Au-delà des contraintes institutionnelles, ce volume élevé de dossiers met également en lumière certaines
dérives sociales. Au lieu d’être utilisés comme des espaces d’échanges constructifs, de partage de connaissances et d’expérience, les réseaux sociaux sont de plus en plus détournés à des fins de règlements de comptes personnels. Y prolifèrent les injures, harcèlements et manipulations.
Ce phénomène soulève des questions profondes sur l’évolution des comportements sociaux. Il révèle une montée des tensions, une difficulté croissante à cultiver le vivre-ensemble, ainsi qu’un déficit de tolérance et de respect mutuel.

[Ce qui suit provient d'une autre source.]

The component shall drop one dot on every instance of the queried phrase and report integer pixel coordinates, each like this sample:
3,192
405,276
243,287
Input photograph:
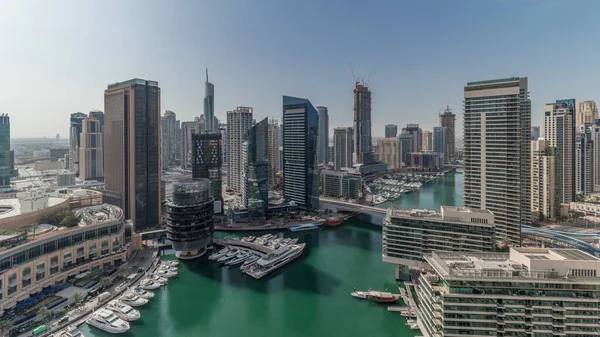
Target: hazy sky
58,56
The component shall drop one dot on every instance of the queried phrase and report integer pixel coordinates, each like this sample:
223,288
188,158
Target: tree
5,326
105,282
45,314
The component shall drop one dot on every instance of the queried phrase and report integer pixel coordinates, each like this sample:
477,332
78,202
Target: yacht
123,311
142,293
149,284
106,320
133,300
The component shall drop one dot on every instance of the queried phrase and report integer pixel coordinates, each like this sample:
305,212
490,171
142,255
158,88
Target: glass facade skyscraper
300,133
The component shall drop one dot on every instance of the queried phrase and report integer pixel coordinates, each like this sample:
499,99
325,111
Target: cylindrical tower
190,217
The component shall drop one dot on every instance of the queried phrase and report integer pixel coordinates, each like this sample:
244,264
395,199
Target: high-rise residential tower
391,130
207,162
342,147
5,161
586,113
558,132
91,153
74,140
209,105
363,143
170,139
323,141
239,121
497,155
543,180
448,120
300,133
132,153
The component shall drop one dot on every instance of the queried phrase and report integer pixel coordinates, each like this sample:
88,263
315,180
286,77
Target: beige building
390,152
586,112
53,256
91,153
427,141
543,198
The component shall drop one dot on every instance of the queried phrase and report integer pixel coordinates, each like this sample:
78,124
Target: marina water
310,297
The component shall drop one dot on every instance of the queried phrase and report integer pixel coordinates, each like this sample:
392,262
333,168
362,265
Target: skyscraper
447,120
207,163
497,137
209,105
558,132
300,133
586,113
91,153
439,140
273,150
74,141
132,153
391,130
342,147
427,141
323,140
239,121
362,122
5,162
543,180
256,166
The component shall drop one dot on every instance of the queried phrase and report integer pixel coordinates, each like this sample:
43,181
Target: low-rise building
410,233
525,292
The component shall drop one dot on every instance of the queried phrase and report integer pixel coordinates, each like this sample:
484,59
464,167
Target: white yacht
143,293
106,320
123,311
149,284
132,299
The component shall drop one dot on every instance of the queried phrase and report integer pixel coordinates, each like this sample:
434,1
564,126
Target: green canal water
310,297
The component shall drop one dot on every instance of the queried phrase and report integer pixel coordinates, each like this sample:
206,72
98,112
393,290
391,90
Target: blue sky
58,56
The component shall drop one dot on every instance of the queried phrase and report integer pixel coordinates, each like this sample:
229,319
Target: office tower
190,219
467,294
91,153
586,113
390,152
558,132
391,130
440,134
407,144
5,162
535,132
188,129
584,159
447,120
256,168
362,122
132,149
209,105
342,147
300,133
273,150
239,121
497,155
170,139
543,180
323,139
417,134
427,141
74,141
596,155
207,162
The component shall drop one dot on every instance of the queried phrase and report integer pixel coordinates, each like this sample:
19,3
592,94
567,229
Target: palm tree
105,282
5,326
45,314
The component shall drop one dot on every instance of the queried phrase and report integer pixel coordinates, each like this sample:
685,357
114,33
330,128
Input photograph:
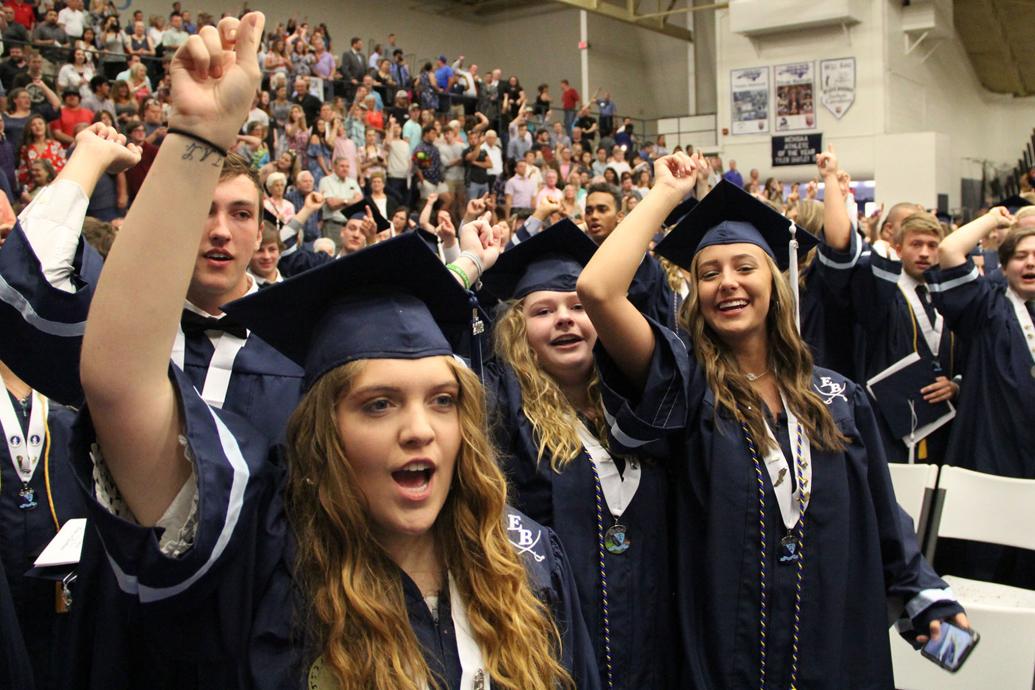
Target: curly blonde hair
790,359
357,619
553,417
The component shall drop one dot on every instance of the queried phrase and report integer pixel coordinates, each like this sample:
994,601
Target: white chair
914,484
991,509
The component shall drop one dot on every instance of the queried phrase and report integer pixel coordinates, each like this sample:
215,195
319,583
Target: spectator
69,117
38,144
15,64
520,190
353,65
520,143
113,58
569,100
72,20
477,165
605,109
274,202
427,167
338,190
76,75
733,175
50,38
175,35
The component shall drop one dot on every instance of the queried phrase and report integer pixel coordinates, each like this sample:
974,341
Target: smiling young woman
609,510
790,538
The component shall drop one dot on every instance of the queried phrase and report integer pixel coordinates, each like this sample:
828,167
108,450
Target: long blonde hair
356,617
790,359
553,417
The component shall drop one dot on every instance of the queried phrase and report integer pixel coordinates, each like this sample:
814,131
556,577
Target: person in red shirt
24,12
569,100
70,115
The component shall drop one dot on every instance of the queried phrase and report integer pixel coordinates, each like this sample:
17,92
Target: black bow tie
195,324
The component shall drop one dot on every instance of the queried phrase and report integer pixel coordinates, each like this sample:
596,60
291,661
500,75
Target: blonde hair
553,417
791,363
920,222
356,612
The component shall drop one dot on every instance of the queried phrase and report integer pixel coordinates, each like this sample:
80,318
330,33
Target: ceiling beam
653,22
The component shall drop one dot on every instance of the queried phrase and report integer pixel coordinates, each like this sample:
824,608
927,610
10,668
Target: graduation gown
640,594
860,549
43,329
995,427
24,534
868,283
226,613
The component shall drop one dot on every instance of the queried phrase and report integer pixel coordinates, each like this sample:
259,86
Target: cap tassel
792,272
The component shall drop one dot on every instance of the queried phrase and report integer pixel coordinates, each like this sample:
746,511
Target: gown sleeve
965,298
916,594
234,482
645,421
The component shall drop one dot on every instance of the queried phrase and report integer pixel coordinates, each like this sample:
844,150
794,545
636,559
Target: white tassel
792,273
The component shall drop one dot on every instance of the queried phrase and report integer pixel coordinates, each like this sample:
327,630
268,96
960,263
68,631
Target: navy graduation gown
43,333
867,282
995,428
24,534
227,612
860,550
641,613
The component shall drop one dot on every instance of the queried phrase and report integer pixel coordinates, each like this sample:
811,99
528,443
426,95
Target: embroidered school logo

C’est dans ce contexte que la création de cette juridiction spécialisée apparaît comme une initiative salutaire. Elle constitue un instrument essentiel de régulation et de protection des citoyens dans l’univers numérique. Toutefois, malgré les avancées enregistrées, de nombreux aspects restent à améliorer.
La lutte contre la cybercriminalité ne saurait être efficace sans une approche globale, combinant répression, prévention et éducation. Plus que jamais, il devient impératif d’encourager un usage responsable des technologies numériques, afin de faire des réseaux sociaux un espace de liberté, de détente, de respect et de cohésion sociale.